Neuromuscular Electrical Stimulation Improves Postprandial Hyperglycemia
Glucose is a very important nutrient utilised by the body mainly to produce energy. It is critical to maintain blood glucose within normal levels, as uncontrolled hyperglycaemia has detrimental effects on health and function. Insulin and glucagon play key roles for maintaining normal plasma glucose levels. Insulin is manufactured by the β-cells in the pancreas, and by binding to specific receptors enables glucose, present in the bloodstream, to enter muscle, liver and fat cells, where it is used to produce energy.
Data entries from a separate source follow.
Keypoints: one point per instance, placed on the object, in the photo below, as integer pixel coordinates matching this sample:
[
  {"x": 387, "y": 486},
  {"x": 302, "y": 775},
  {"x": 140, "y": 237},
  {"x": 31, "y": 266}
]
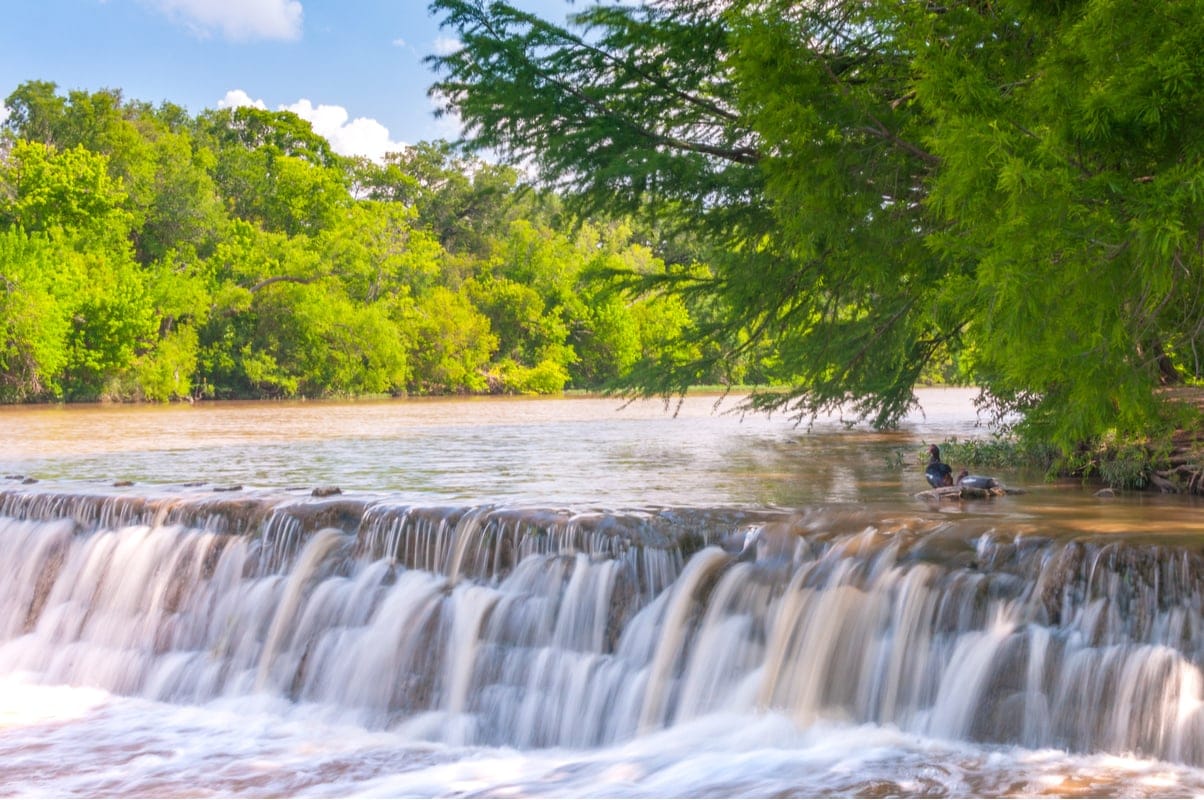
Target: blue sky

Type 2 diabetes is a condition in which glucose metabolism is impaired. In type 2 diabetes patients, the body’s inability to control blood glucose results from increased insulin resistance, decreased insulin production or a combination of these factors.
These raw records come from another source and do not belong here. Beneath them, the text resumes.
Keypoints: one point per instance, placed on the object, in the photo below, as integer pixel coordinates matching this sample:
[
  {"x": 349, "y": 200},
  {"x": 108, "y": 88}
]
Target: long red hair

Postprandial hyperglycaemia is an independent and dominant risk factor for cardiovascular disease and mortality in type 2 diabetes. Moreover, postprandial hyperglycaemia leads to the development of other complications, including nephropathy, retinopathy and neuropathy. In contrast, it has been shown that control of postprandial blood glucose level is associated with reduced risk of cardiovascular disease, myocardial infarction and cerebral vascular disease. Therefore, it is extremely important to treat postprandial hyperglycaemia, as it helps prevent type 2 diabetes complications.
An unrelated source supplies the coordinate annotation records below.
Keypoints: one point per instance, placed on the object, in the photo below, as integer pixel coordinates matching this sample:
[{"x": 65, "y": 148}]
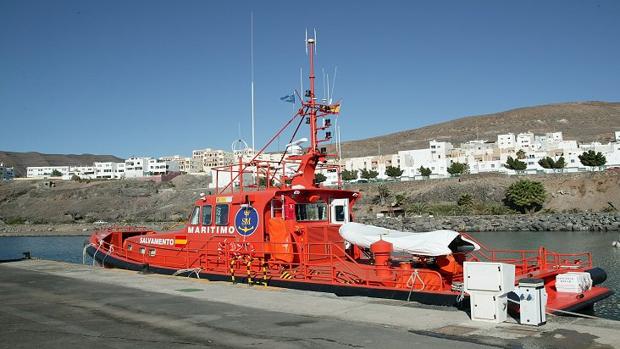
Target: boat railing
[
  {"x": 268, "y": 174},
  {"x": 532, "y": 261}
]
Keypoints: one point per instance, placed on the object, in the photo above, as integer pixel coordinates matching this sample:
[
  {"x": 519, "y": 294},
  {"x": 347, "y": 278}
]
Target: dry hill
[
  {"x": 22, "y": 160},
  {"x": 583, "y": 121}
]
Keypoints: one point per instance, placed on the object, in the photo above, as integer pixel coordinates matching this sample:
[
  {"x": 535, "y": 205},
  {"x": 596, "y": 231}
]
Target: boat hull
[
  {"x": 569, "y": 304},
  {"x": 429, "y": 298}
]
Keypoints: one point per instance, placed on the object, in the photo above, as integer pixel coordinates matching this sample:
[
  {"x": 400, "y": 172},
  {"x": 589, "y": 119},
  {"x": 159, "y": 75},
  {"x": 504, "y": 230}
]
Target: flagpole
[{"x": 252, "y": 73}]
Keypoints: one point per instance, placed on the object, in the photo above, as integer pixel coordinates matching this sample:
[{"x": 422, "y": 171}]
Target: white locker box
[{"x": 489, "y": 277}]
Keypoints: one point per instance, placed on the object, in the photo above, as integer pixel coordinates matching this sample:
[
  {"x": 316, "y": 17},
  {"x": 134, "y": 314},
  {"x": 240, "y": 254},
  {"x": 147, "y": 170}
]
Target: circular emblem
[{"x": 246, "y": 221}]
Neuromuscular electrical stimulation (NMES) is a technique involving the delivery of exogenous electrical impulses that stimulate the motor nerves resulting in muscular contraction. The application of NMES has been shown to bring about important health and fitness related benefits, analogous to those associated with volitional exercise. A study evaluated the effects of NMES on different variables, including postprandial blood glucose, serum insulin and C-peptide levels. These tests were performed prior to and after the consumptions of a standardised meal, which was followed by a 30 minutes NMES session. The whole procedure was repeated one week after. Type 2 diabetes sedentary patients participated in the study, and took their medications as usual.
The results showed that following each session of NMES, postprandial blood glucose and C-peptide levels were significantly lower compared with control. Maintaining a healthy weight, improving the diet and increasing physical activity are important factors for ameliorating postprandial hyperglycaemia and glucose metabolism, in type 2 diabetes patients. The inclusion of NMES within the interventions can help combat postprandial hyperglycaemia and reduce the risk of complications associated with it.